Because infection with influenza A (H5N1) virus is associated with high death rates and because healthcare workers cannot as yet be
protected by vaccination, recommending an enhanced level of protection, including the use of N95 respirators as part of PPE, is important.
Following are a brief review of the relevant published findings that support the importance of aerosol transmission of influenza and a brief
discussion on the implications of these findings on pandemic preparedness.
Influenza Virus Aerosols
By definition, aerosols are suspensions in air (or in a gas) of solid or liquid particles, small enough that they remain airborne for prolonged
periods because of their low settling velocity. For spherical particles of unit density, settling times (for a 3-m fall) for specific diameters are
10 s for 100 μm, 4 min for 20 μm, 17 min for 10 μm, and 62 min for 5 μm; particles with a diameter <3 μm essentially do not settle. Settling
times can be further affected by air turbulence.[10,11]

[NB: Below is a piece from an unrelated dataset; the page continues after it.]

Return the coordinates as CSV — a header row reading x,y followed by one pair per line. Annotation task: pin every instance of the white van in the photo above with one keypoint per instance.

The median diameters at which particles exhibit aerosol behavior also correspond to the sizes at which they are efficiently deposited in the
lower respiratory tract when inhaled. Particles of ≥6-μm diameter are trapped increasingly in the upper respiratory tract;[12] no substantial
deposition in the lower respiratory tract occurs at ≥20 μm.[11,12] Many authors adopt a size cutoff of ≥5 μm for aerosols. This convenient
convention is, however, somewhat arbitrary, because the long settling time and the efficient deposition in the lower respiratory tract are
properties that do not appear abruptly at a specific diameter value. Certainly, particles in the micron or submicron range will behave as
aerosols, and particles >10--20 μm will settle rapidly, will not be deposited in the lower respiratory tract, and are referred to as large
droplets.[10--12]
Coughing or sneezing generates a substantial quantity of particles, a large number of which are <5--10 μm in diameter [reviewed in].[10] In
addition, particles expelled by coughing or sneezing rapidly shrink in size by evaporation, thereby increasing the number of particles that
behave as aerosols. Particles shrunken by evaporation are referred to as droplet nuclei.[10--12] This phenomenon affects particles with a
diameter at emission of ≤20 μm, and complete desiccation would decrease the diameter to a little less than half the initial diameter.[10]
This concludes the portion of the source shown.